Tears started flowing freely, but he wasn’t finished.
“So would Savatier, so would all of us here today.” He took my hand in both of his. “We were all trained to protect, and that’s what we did. You have nothing to feel guilty about.”
I couldn’t swallow past the lump in my throat. “It was all my fault,” I sobbed. “I pulled his mask off!”
A man who smelled like the ocean pulled me into his arms. “No, none of it was your fault.”
I cried harder. I didn’t even hear the front door open.
“What the hell did you do to her?” Sawyer barked.
Talon eased back, but he held my arm and ignored Sawyer as his Southern accent came rushing back. “You remember what I said, darlin’.” He stood and tipped his chin at Sawyer. “No time like the present to man up, Playboy.” Grabbing his medical kit, Talon walked toward the front door.
Eyebrows drawn together, jaw set, Sawyer glared after Talon. “I need her stuff.”
“Already in Patrol’s ride,” Talon threw over his shoulder before opening the door and walking out.
Sawyer watched Talon leave before looking back at me. “Why were you in his arms?” he accused.
It was as if a switch had been flipped.
The foster girl who married Brian was gone, and the girl in the diner who owned her own business and told Sawyer Savatier’s supermodel ex-girlfriend off came out. “For real? You’re going to stand there and ask me that? After what happened outside? After everything ?” I stood. “You know what, forget it. Forget you .” I pushed my way around him. “Talon!”

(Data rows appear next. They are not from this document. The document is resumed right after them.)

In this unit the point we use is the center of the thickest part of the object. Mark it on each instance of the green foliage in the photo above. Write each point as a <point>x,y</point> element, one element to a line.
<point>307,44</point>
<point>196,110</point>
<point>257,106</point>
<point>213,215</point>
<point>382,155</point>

“You’re still married,” he ground out.
The weight of humiliation slammed into my chest and I spun. “I’m separated, big difference. Get over yourself!”
“There is no—”
“No.” I held my hand up. “Don’t you dare. You were there in that shower as much as I was, and I’m not going to let you turn me into some villain or into some… some… bad person like those… those…” I hit a wall. The breadth of my emotional tolerance stretched to the very last shred of dignity I had left, and a sob, half mortification, half nervous breakdown, and all frustration broke free. “Carjackers,” I managed.
“This isn’t about a carjacking!” he roared.
I lost it. “How easy for you to say,” I yelled back. “You didn’t get staples, you didn’t get shot at, you didn’t get locked up for five days while crazy-scary gang members hunted you down. You have no idea what it’s like!” As soon as the words left my mouth, I realized what a complete jerk I was. Of course he knew. He knew what every one of those things was like.
But I wasn’t taking it back.
Not one word.
I yanked open the front door of the house I almost died in just as Talon was getting in his Challenger. “Talon!”